If you are anything like me you will be so very excited you won't do any crying. Except with joy. Just focus on how close you will be to meeting baby!!! Xxxx enjoy xxx
 
Awww thanks everyone for your comments.
This is my third section, so I'm ok with the actual op ... just worried about how I will feel when I'm on the table and I've just got the doctors for company!

I've arranged for a friend to come and collect me. She had a baby a couple of months ago, so has a car seat in her car.

I had my pre-op appointment and the consultant said they are very busy at the hospital.
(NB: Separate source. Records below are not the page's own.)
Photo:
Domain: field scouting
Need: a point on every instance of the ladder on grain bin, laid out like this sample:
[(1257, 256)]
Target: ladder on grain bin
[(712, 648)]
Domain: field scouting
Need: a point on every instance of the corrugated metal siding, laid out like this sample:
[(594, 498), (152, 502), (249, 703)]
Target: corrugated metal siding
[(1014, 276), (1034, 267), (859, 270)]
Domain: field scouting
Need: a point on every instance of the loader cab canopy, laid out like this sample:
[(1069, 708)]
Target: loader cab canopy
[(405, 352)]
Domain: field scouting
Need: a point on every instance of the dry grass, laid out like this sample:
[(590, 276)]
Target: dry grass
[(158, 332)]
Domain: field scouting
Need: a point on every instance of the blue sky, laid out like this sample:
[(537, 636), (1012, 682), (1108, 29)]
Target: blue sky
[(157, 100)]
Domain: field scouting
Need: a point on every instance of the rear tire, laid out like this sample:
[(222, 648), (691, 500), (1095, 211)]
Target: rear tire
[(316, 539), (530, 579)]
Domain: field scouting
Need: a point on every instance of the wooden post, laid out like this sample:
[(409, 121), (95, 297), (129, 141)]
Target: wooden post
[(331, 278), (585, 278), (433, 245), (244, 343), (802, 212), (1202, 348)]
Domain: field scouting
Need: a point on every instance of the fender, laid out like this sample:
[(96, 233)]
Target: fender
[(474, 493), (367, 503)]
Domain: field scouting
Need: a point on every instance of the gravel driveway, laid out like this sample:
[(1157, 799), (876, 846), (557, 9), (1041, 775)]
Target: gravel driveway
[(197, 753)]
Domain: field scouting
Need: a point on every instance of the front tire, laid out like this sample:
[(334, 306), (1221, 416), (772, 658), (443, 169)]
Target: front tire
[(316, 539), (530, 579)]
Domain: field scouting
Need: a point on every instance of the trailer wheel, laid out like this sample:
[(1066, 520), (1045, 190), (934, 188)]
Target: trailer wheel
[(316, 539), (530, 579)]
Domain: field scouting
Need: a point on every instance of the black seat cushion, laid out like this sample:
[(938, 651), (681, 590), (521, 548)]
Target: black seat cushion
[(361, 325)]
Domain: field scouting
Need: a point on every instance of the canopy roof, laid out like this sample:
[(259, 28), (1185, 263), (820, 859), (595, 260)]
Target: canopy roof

This means that if I'm early on the list I could be out the next evening or at the latest 48 hours after op. He said that they would not keep a third time mum in for any longer as they needed the bed ... charming!

Thanks again for all your stories and support x
 
Hi i had my first baby via c section and was an emergancy to get her out as had complications the dad was overseas with work and probs wouldnt of bohered if he was in town so it was just me and the docs.

It was scary as hell i will admit but the docs and nurses were fab and made me feel really comfortable and talked me through the whole thing and didnt leave my side for 1 second during the operation.
If you talk to them about your concerns and ask for your midwife to be present with you that may make you feel more comfortable.

I jut kept thinking of holding my beautiful little girl at the end of it all and that was enough to get me through the op :)

Good luck xxx
 
Thank you to everyone who replied.

Everything went really well and I now have a gorgeous baby girl.